Aboriginal title represents one of the most remarkable and controversial legal developments in the common law world of the late-twentieth century. Overnight it changed the legal position of indigenous peoples. The common law doctrine gave sudden substance to the tribes' claims to justiciable property rights over their traditional lands, catapulting these up the national agenda and jolting them out of a previous culture of governmental inattention. In a series of breakthrough cases national courts adopted the argument developed first in western Canada, and then New Zealand and Australia by a handful of influential scholars. By the beginning of the millennium the doctrine had spread to Malaysia, Belize, southern Africa and had a profound impact upon the rapid development of international law of indigenous peoples' rights. This book is a history of this doctrine and the explosion of intellectual activity arising from this inrush of legalism into the tribes' relations with the Anglo settler state. The author is one of the key scholars involved from the doctrine's appearance in the early 1980s as an exhortation to the courts, and a figure who has both witnessed and contributed to its acceptance and subsequent pattern of development. He looks critically at the early conceptualisation of the doctrine, its doctrinal elaboration in Canada and Australia - the busiest jurisdictions - through a proprietary paradigm located primarily (and constrictively) inside adjudicative processes. He also considers the issues of inter-disciplinary thought and practice arising from national legal systems' recognition of aboriginal land rights, including the emergent and associated themes of self-determination that surfaced more overtly during the 1990s and after.
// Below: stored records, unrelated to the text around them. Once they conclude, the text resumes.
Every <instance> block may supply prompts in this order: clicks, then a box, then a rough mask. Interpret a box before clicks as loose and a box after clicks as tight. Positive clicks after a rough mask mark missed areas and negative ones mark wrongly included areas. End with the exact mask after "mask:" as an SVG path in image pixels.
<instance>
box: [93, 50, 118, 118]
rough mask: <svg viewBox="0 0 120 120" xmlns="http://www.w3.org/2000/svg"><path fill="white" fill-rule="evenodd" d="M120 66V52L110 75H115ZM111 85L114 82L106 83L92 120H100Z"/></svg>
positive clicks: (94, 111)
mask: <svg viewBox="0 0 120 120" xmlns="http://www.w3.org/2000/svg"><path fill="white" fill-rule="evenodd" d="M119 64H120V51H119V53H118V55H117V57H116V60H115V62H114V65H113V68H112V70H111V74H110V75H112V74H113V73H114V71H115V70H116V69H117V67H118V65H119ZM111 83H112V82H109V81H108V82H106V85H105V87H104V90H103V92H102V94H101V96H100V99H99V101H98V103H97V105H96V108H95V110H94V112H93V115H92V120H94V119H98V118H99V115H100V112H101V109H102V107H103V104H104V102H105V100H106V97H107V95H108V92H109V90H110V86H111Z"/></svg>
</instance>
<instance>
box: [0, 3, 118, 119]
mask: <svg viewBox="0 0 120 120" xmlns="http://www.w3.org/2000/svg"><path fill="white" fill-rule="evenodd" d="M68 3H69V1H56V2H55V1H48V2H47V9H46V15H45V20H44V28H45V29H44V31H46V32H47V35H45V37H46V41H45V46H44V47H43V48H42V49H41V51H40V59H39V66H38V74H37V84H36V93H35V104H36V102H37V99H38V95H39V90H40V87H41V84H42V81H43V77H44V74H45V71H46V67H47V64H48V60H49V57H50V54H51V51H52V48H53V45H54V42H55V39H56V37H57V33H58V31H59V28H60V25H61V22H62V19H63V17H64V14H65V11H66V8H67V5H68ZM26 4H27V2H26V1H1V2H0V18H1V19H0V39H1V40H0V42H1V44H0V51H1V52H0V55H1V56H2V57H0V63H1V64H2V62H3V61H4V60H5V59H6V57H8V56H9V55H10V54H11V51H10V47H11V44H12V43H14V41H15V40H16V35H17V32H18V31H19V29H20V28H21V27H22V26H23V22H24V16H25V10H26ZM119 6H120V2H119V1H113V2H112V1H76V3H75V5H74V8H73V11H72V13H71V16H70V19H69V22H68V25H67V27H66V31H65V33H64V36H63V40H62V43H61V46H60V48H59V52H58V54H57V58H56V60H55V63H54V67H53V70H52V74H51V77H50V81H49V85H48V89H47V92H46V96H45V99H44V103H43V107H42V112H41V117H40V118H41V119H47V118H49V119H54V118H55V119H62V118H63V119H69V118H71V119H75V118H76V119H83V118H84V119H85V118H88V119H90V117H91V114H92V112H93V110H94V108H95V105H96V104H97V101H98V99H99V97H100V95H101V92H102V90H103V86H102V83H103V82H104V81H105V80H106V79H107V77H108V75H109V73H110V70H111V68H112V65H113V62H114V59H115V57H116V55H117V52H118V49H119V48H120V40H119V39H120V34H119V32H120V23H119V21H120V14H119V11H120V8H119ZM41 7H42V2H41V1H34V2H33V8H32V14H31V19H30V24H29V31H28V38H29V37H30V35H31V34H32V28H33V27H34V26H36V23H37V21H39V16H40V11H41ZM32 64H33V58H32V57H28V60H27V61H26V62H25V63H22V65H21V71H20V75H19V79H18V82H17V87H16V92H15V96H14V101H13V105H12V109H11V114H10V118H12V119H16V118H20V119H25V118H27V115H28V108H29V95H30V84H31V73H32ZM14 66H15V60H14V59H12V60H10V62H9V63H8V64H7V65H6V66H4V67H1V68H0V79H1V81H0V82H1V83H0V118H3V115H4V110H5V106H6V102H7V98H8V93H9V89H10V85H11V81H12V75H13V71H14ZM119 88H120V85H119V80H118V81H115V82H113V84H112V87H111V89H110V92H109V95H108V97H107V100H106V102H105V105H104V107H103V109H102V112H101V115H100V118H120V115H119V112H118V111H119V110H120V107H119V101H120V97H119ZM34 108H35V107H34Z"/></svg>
The doctrine made modern legal history, and it is still making it.

Fragile Settlements

Author : Amanda Nettelbeck,Russell Smandych,Louis A. Knafla,Robert Foster
Publisher : UBC Press
Page : 336 pages
File Size : 42,8 Mb
Release : 2016-03-20
Category : Social Science
ISBN : 9780774830911

Get Book

Fragile Settlements by Amanda Nettelbeck,Russell Smandych,Louis A. Knafla,Robert Foster Pdf

Fragile Settlements compares the processes by which British colonial authority was asserted over Indigenous peoples in south-west Australia and Prairie Canada from the 1830s to the early twentieth century. At the start of this period, in a humanitarian response to settlers’ increased demand for land, Britain’s Colonial Office moved to protect Indigenous peoples by making them subjects under British law. This book highlights the parallels and divergences between these connected British frontiers by examining how colonial actors and institutions interpreted and applied the principle of law in their interaction with Indigenous peoples “on the ground.”

Empire by Treaty

Author : Saliha Belmessous
Publisher : Oxford University Press, USA
Page : 305 pages
File Size : 52,8 Mb
Release : 2015
Category : History
ISBN : 9780199391783

Get Book

Empire by Treaty by Saliha Belmessous Pdf

'Empire by Treaty: Negotiating European Expansion, 1600-1900' includes indigenous voices in the debate over European appropriation of overseas territories. It is concerned with European efforts to negotiate with indigenous peoples the cession of their sovereignty through treaties.